Soft nanoparticles: when polymers meet soap

Original paper: Self-Assembly of Complex Salts of Cationic Surfactants and Anionic? Neutral Block Copolymers. Dispersions with Liquid-Crystalline Internal Structure  


For more than four decades, scientists have been investigating the properties of small objects dispersed in solutions. Some of these objects – produced in laboratories – are the so called soft nanoparticles. The name soft comes from the fact that these particles are partly solid and partly liquid. One of the scientists’ aims is to design nanoparticles that will be used as carriers of medical compounds (like drugs, DNA segments, and enzymes). The nanoparticles’ role will be to protect this cargo from partial degradation through the human body until reaching the specific target cells where the nanoparticles’ structure will break up and the useful compounds will be released. This technology will allow for disease treatments using smaller amounts of drugs, which will mean fewer side effects for the patients.

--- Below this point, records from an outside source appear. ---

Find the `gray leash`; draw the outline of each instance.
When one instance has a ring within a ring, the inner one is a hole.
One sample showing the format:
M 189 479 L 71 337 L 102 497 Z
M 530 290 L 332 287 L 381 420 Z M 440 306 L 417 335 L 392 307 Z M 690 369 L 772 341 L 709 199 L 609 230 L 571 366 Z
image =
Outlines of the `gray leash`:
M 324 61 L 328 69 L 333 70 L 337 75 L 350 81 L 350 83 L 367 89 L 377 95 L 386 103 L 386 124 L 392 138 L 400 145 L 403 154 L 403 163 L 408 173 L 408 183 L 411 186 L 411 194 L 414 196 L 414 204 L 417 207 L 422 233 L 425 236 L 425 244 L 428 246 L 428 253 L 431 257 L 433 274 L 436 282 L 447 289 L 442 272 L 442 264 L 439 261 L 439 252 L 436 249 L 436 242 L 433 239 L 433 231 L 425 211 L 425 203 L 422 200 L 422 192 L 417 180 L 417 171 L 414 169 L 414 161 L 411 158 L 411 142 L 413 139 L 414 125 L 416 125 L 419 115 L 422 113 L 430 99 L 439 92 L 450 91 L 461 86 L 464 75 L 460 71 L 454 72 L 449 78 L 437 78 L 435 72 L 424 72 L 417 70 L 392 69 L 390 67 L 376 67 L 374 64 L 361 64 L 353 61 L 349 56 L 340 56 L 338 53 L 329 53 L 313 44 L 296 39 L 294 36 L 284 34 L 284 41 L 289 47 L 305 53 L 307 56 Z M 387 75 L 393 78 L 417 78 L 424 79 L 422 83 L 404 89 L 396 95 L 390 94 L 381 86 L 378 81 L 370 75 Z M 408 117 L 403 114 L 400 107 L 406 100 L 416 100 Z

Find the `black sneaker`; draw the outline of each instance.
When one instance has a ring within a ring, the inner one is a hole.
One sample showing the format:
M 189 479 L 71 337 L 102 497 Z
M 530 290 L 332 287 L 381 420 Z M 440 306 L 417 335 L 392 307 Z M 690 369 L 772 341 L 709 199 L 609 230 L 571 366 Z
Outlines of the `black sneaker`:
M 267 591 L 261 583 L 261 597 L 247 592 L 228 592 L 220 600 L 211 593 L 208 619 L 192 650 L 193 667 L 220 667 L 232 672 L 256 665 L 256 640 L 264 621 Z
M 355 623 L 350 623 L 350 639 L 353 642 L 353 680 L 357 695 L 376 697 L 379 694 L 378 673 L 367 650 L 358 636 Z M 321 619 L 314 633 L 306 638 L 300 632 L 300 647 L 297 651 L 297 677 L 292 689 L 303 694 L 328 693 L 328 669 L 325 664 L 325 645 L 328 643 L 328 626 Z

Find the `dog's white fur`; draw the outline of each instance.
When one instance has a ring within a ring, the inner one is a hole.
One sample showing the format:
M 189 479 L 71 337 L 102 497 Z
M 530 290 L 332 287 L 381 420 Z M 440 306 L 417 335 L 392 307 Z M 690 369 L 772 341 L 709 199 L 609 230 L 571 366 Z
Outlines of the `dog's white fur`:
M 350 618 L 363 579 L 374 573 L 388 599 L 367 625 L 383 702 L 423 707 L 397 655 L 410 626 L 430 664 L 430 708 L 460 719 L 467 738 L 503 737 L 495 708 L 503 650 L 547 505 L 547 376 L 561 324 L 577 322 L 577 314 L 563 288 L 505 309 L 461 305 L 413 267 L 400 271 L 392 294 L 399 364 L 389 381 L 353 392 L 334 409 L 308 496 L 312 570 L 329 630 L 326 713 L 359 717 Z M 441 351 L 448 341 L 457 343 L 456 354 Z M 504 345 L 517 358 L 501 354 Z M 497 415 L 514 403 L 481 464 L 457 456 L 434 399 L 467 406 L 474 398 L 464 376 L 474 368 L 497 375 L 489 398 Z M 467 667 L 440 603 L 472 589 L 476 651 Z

The effectiveness of this treatment depends on several factors that control the nanoparticles’ properties. It turns out that one important factor is the protocol of preparation, which is the recipe used to make the nanoparticles. Today’s paper by Leticia Vitorazi, Jean-Francois Berret and Watson Loh introduces an alternative method of preparation and shows how the individual chemicals that are chosen for creating the nanoparticles can influence the nanoparticles’ properties.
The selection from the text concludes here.